Everything is controlled by a physics system; the problem is, the system doesn’t model relative weight all that well, if at all. Why is it that I can set a car down next to a ledge, but as soon as I attach a rope to it, it gets pulled right off the cliff? Why can’t my helicopter lift a penguin? Similarly inscrutable, at least occasionally, is the game’s internal logic. Why, when I try to break a starite out of a block of ice with a sledge hammer, do I break the starite, too, but when I shoot the same block with a machine gun, the starite survives? Why will my vampire attack just about everyone except for a pesky pair of redcaps?
The camera, too, needs some work. Controlling the camera is mapped to the d-pad, and works just fine; the problem is that it snaps back to Maxwell after about a second and a half of inactivity, which is simply inconvenient in a game in which you’ll often want to be creating things and placing them in areas where Maxwell isn’t (presumably so he doesn’t accidentally jump off a cliff or something).
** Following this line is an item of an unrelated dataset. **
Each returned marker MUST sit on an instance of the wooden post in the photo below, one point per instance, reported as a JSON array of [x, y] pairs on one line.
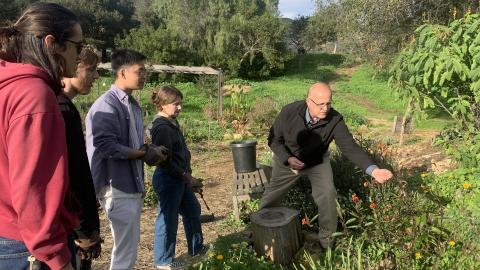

All that said, I find I simply can’t stop playing the game. I frequently curse it, and it frequently frustrates me, but I can’t stop playing it. It’s simply too original a concept, and the basic concept is simply too well-realized, for me to pass up. And for that reason, if you’ve been at least a little bit interested in this game, or if you like puzzle games, you should go out and buy it. And if my earlier negativity has dissuaded you, you should still buy it. Why? Because every copy that gets bought makes it more likely that a sequel will be released, a sequel with better controls, better physics, a better camera, and better internal logic. And because it’s crazy fun, when it works right.